# If you could only have 10 calibers.



## Remington 7400 (Dec 14, 2005)

I was reading over on another forum and ran across a thread that gave the following senerio.

You must pick 10 cartridges and the rifles to chamber them in to hunt every species of game in the world. Once you buy your 10 calibers/rifles, you can never buy another rifle again so choose wisely.

Remember to tell the caliber, manufacture, model and proposed use.

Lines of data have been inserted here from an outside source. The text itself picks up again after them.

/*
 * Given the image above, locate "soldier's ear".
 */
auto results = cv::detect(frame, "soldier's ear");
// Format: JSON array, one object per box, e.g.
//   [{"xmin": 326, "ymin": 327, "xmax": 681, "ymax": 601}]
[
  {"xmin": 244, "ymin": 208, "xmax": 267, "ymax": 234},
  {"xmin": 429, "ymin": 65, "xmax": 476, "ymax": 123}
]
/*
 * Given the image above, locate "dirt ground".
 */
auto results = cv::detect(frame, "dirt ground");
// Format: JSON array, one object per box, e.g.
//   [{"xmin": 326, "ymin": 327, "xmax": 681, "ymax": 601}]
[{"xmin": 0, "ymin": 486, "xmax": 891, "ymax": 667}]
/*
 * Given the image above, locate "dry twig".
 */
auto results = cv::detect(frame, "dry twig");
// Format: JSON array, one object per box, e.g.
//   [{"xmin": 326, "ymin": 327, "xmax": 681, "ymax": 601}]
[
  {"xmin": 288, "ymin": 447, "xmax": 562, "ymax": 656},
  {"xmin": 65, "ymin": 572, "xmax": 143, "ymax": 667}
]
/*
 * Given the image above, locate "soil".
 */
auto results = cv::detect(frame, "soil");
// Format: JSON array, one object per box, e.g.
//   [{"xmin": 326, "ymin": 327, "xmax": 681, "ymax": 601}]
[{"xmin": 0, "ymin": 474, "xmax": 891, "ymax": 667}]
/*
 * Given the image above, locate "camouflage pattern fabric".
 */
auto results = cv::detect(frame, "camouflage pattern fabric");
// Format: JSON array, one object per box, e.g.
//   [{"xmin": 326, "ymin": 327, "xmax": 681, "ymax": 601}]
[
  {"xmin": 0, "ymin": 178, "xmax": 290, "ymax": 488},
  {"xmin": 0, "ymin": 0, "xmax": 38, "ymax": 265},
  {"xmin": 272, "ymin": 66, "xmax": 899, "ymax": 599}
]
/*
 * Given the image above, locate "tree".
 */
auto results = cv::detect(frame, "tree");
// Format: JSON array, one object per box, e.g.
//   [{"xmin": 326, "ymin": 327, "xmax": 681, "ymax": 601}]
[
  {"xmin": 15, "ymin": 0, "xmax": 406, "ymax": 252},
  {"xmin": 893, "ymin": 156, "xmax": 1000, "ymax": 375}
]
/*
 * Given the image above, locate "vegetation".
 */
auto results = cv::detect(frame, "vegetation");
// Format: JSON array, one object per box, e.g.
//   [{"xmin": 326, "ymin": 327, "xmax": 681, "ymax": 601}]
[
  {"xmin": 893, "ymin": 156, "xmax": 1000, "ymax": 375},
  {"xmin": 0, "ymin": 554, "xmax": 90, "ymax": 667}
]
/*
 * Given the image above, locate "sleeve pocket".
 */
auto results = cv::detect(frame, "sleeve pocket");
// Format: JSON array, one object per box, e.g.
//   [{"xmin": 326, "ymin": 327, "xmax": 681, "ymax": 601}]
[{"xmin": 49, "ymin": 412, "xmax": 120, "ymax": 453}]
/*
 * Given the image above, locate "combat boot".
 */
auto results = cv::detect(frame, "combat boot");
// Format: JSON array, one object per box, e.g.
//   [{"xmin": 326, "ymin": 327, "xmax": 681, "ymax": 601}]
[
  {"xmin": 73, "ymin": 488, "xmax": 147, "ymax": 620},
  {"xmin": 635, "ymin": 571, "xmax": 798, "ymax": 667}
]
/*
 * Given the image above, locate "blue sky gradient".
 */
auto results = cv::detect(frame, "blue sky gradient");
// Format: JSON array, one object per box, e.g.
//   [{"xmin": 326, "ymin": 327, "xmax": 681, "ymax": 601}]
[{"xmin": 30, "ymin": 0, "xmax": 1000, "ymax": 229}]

Thought it might be fun to get this started here.

My picks:

.22 LR, Ruger 10/22, small game, squirrel and rabbit

.17 HMR, Ruger 77/17, small game, light varmint gun

.22-250, Remington 700 VSF, dedicated varmint/coyote rifle

.243, Remington 700 BDL, varmint, antelope

.30-06, Remington 7400, all around, deer, elk, black bear

.300 WBY Mag, Weatherby Mark V, all around long range rifle, deer, elk, bear, small African game

.375 H&H, Ruger M77 Safari, Grizzly, Medium African game

.35 Whelen, Remington 7400 carbine, Brush gun

.45/70, Marlin 1895G, Brush gun, Back-up gun, any big mean stuff that needs to be stopped

.458 Lott, Ruger M77 Safari, Big African game


----------



## zogman (Mar 20, 2002)

Interesting............ :sniper:

My 10 would be.

1) 22 rf Winchester model 61 open sights. Small game
2) 22rf Ruger 10/22 Small game
3) 223 Howa Bolt lt wt sporter. Varmits.
4) 22-250 Remington 700 Bolt med wt. med hvy barrel Varmits.
5) 6MM Rem 700 lt wt sporter. Large varmits, small deer.
6) 25-06 Custon Montana Bolt med wt med hvy barrel, big deer
7) 270 Custon Remington 700 Bolt lt wt sporter, big deer
8) 30/30 Marlin 336T with scope, deer and small bear.
9) 300 Win Mag Bolt, Elk, Moose, med Bear.
10) 458 Win Mag Bolt, Africa and Kodiak Bear

Hey I don't like this game I need more heaters........
:sniper:

I want a 17 HMR, I need My new 308 project, I need my old 270 with a med hwy 24 inch barrel, my Winchester 94 made in 1949. 7x57 Czec Bruno Mauser 98., 243 in Ruger No. 1,

O well as my wife says "at your age you don't need another gun"


----------



## canadianmoose (Jul 30, 2006)

well no need for 10

.22 for grouse and rabbit

30-06 for everything else.

maybe a .338 if i was to ever to go grizzlie hunting or affrican game hunting
and maybe a 22-250 if i wanted to varmint hunt


----------



## xHogHunter (Oct 25, 2005)

1: .17HMR
2: .22-250
3: .243
4: .270
5: 30-06
6: 338-06

Thats all folks!


----------



## Bore.224 (Mar 23, 2005)

.22 Win mag/ Ruger 10/22 Small game/varmint walking rifle
.223 remington/ model 7 CDL take up slack of 22 mag up to small deer.
.243 Winchester/Winchester 70 featherweight/ Deer and heavy varmint work
.7mm-08/ Deer/ black bear/ Remington 700 CDL
.7mm rem mag to add range to the former/ Browning Bar safari
.325 WSM/ Moose, bear, elk/ Winchester 70 Coyote
.458 Win Mag for that roug elephant. Ruger #1 single shot
.5.56mm/for quick follow up shots/ AR-15 Bushmaster
Well I guess thats all I need 8, see I dont ask for much :lol:


----------



## People (Jan 17, 2005)

only 10 that is not fair. These are like golf clubs. Each one fits a need. Granted golfers do not need as many as we do but they have quite a few clubs to chose from also. We normally do not carry more than 2 with us at any time unlike golfers. 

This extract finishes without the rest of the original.